While many people commonly mistake asbestos as referring to a single item, the term refers to a total of six naturally occurring minerals. The minerals are composed of long, thin fibers that are resistant to heat and corrosion. Because of this, the minerals were widely used in everyday products such as cloth, housing insulation, plastics, and even paper. But, as useful as asbestos is in manufacturing, the minerals are highly toxic for humans.
According to asbestos.com, when people ingest or inhale asbestos dust, the mineral fibers remain in their bodies. Over time, those fibers accumulate in the body and become irritants, causing inflammation, scarring, and even genetic damage. Asbestos exposure causes cancer in many people, with mesothelioma being the most common, in addition to lung disease. However, asbestos is not illegal in the United States.
Whether you’re planning on remaining in your home until retirement, or if you plan to sell sometime soon, it’s good to know whether or not your house contains asbestos. If your home was built before 1980, when asbestos use began being regulated, you’re a strong candidate for getting an inspection.
Just having asbestos present in your home isn’t inherently dangerous. Still, if you plan on doing any renovations, you need to know. Again, asbestos dust is the culprit, which can be an issue when you’re doing home improvement projects, as disturbing it causes the fibers to become airborne. Another reason to get an asbestos inspection is to know what you’re selling when you go on the market. Selling a home with asbestos isn’t impossible, but you have two options: repair it or disclose it.
While it’s not illegal to have asbestos in your home or sell a home with asbestos, you must disclose it if you are aware of its presence. Again, you’re better off knowing so that you can reveal asbestos when you sell, rather than have the buyer come back with a lawsuit if they find it.

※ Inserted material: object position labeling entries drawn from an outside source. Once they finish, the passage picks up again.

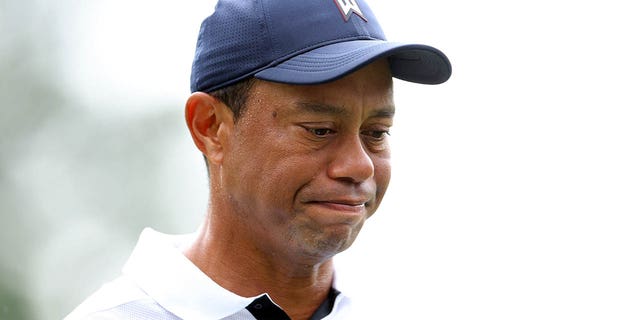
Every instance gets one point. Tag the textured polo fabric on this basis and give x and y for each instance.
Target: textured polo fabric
(158, 282)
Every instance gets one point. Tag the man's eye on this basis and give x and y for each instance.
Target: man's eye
(376, 134)
(320, 132)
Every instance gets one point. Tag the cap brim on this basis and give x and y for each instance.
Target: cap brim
(409, 62)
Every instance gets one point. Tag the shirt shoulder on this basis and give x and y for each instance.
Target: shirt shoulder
(120, 299)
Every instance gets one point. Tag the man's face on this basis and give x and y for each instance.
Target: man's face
(307, 165)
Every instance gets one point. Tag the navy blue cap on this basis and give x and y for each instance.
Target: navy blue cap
(302, 42)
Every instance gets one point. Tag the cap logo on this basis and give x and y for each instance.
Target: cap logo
(349, 7)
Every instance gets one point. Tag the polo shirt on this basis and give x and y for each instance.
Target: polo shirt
(158, 282)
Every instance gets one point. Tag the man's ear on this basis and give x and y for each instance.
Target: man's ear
(208, 120)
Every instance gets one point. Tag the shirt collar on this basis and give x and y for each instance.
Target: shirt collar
(162, 271)
(173, 281)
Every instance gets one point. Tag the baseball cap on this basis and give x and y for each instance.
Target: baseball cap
(302, 42)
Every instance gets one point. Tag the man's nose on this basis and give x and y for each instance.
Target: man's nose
(351, 161)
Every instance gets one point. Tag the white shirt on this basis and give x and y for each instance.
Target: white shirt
(158, 282)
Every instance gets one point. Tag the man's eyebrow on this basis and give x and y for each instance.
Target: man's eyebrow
(322, 108)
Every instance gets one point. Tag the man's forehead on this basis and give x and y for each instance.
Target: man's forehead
(382, 111)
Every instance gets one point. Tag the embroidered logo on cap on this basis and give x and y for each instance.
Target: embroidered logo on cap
(349, 7)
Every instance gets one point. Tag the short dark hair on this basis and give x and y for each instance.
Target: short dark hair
(235, 97)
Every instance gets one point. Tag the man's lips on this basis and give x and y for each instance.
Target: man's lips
(341, 205)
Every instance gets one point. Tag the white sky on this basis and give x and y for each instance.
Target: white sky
(516, 191)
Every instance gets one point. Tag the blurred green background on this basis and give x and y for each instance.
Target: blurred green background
(80, 177)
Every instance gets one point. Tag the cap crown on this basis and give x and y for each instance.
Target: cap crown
(243, 37)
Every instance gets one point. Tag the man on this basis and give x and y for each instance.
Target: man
(292, 105)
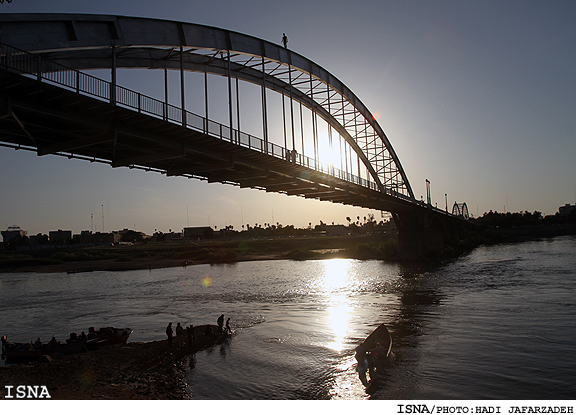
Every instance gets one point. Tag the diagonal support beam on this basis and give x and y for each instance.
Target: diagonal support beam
(71, 145)
(150, 158)
(202, 168)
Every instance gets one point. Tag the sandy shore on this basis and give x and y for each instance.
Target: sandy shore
(150, 370)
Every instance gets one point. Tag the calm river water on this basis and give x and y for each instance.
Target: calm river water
(498, 323)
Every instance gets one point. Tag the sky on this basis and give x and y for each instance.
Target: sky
(478, 97)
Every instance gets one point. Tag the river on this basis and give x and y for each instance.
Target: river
(497, 323)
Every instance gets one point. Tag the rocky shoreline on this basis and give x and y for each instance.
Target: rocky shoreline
(150, 370)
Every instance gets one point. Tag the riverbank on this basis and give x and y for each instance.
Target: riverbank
(382, 246)
(150, 370)
(164, 255)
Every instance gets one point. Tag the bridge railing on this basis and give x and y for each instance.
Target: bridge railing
(44, 70)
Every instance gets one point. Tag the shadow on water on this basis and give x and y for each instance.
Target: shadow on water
(419, 298)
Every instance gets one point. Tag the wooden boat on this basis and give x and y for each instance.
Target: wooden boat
(107, 336)
(19, 352)
(373, 356)
(380, 335)
(14, 352)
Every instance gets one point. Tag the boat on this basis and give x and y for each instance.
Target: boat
(107, 336)
(27, 352)
(379, 335)
(373, 356)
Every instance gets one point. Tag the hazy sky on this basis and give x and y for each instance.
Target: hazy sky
(479, 97)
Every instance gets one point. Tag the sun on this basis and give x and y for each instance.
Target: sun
(329, 153)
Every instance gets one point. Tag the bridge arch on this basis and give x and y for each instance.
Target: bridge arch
(101, 41)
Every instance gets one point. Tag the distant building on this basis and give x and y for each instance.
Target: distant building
(567, 209)
(12, 232)
(199, 232)
(336, 230)
(59, 235)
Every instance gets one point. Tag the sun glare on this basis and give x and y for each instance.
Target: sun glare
(339, 309)
(329, 154)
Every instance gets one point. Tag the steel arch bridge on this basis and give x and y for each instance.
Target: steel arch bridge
(49, 104)
(83, 42)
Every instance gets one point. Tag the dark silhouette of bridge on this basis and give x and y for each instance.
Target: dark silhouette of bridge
(50, 104)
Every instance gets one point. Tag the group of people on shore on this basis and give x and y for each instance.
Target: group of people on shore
(186, 336)
(183, 335)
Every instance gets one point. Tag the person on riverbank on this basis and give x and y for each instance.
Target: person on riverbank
(221, 324)
(169, 333)
(362, 365)
(191, 337)
(179, 335)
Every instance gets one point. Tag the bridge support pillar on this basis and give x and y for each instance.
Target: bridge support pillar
(424, 235)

Asbestos tops the list of things that fail a home inspection, which is why the better option is for you to replace and repair the asbestos in your home. If you want a smooth and speedy home sale, it’s better to be aware of any issues and take care to repair them before a potential buyer has your home inspected.

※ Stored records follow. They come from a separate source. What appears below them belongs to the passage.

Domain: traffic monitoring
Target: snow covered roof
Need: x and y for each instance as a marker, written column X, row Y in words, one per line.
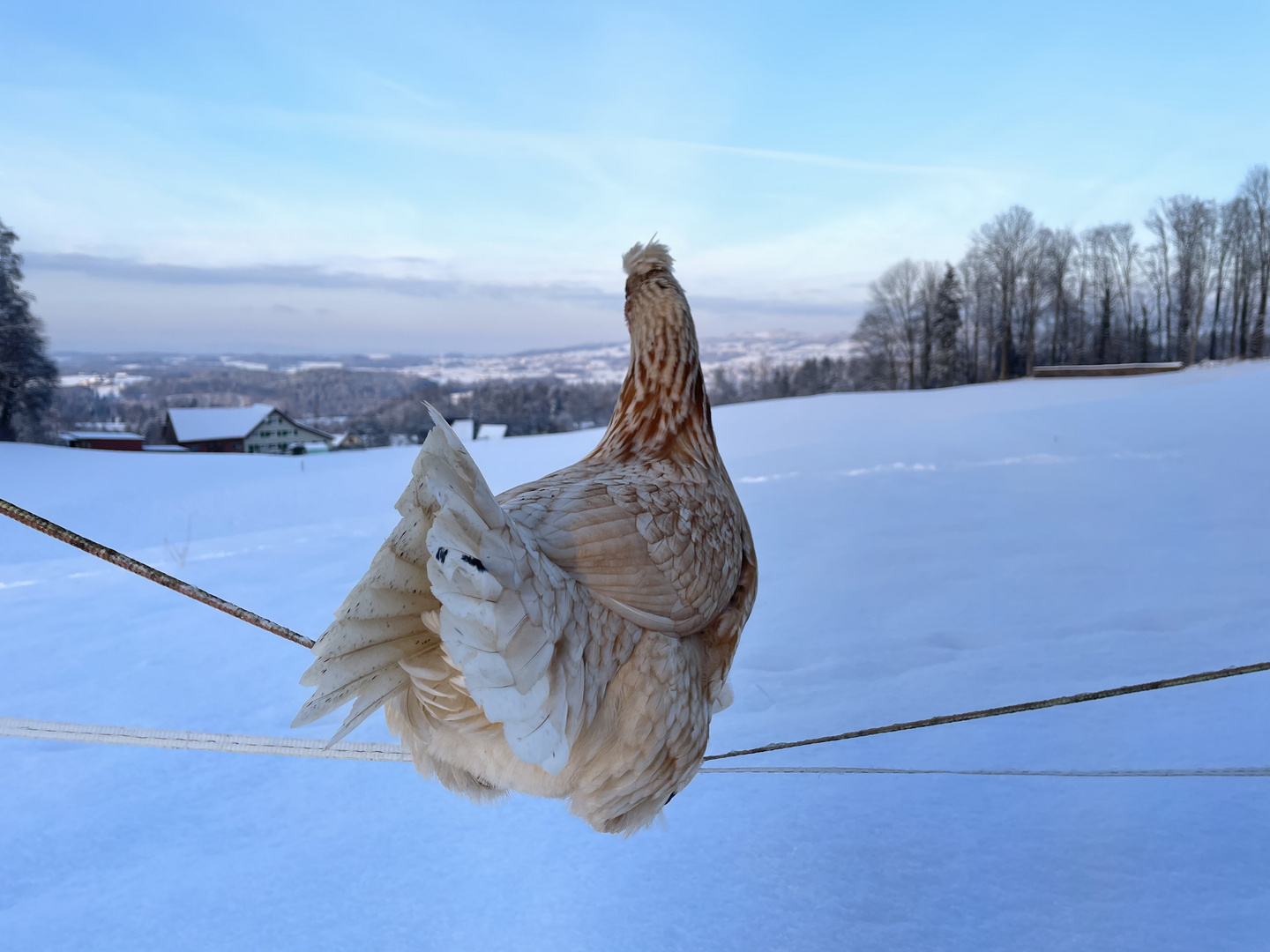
column 195, row 424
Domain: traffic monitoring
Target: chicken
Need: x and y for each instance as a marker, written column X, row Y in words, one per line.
column 572, row 636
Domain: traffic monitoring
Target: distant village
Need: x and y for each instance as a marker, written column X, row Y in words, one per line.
column 273, row 405
column 259, row 428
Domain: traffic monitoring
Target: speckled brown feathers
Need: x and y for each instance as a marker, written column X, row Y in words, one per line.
column 571, row 637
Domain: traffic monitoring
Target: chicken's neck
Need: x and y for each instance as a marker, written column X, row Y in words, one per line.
column 661, row 410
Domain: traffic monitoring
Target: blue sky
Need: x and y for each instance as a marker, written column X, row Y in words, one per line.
column 437, row 176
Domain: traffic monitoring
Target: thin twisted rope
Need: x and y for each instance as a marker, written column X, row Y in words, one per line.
column 1007, row 709
column 184, row 588
column 371, row 750
column 146, row 571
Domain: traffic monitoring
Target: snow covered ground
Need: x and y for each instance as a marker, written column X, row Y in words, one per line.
column 920, row 554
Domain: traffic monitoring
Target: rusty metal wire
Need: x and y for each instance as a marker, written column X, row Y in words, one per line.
column 145, row 571
column 184, row 588
column 1007, row 709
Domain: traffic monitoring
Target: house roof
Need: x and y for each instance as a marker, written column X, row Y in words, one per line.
column 195, row 424
column 98, row 435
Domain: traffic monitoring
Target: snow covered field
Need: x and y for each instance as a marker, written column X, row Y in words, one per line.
column 920, row 554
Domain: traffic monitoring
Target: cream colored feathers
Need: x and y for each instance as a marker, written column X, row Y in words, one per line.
column 572, row 636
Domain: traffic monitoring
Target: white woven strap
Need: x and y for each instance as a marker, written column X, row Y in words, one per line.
column 371, row 750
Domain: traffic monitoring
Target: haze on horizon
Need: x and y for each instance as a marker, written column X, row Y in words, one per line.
column 421, row 178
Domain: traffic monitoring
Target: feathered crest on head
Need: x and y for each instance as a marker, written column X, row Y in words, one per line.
column 644, row 258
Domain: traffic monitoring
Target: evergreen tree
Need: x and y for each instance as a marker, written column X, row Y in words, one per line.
column 944, row 331
column 26, row 376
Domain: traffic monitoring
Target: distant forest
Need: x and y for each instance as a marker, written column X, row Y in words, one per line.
column 1022, row 296
column 1025, row 294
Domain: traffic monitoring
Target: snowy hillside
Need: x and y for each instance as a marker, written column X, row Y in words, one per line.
column 920, row 554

Asbestos remediation can push closing off by weeks, depending on the extent of it and the availability of contractors in your area. Do not attempt to remove asbestos on your own -- it’s not a DIY project! Take care of it sooner rather than later, and keep your closing on schedule.
Again, asbestos isn’t a deal-killer, but having inspection results can safeguard you down the line, whether you choose to repair or disclose. And most importantly, you can be completely transparent, which, in turn, builds trust with prospective buyers.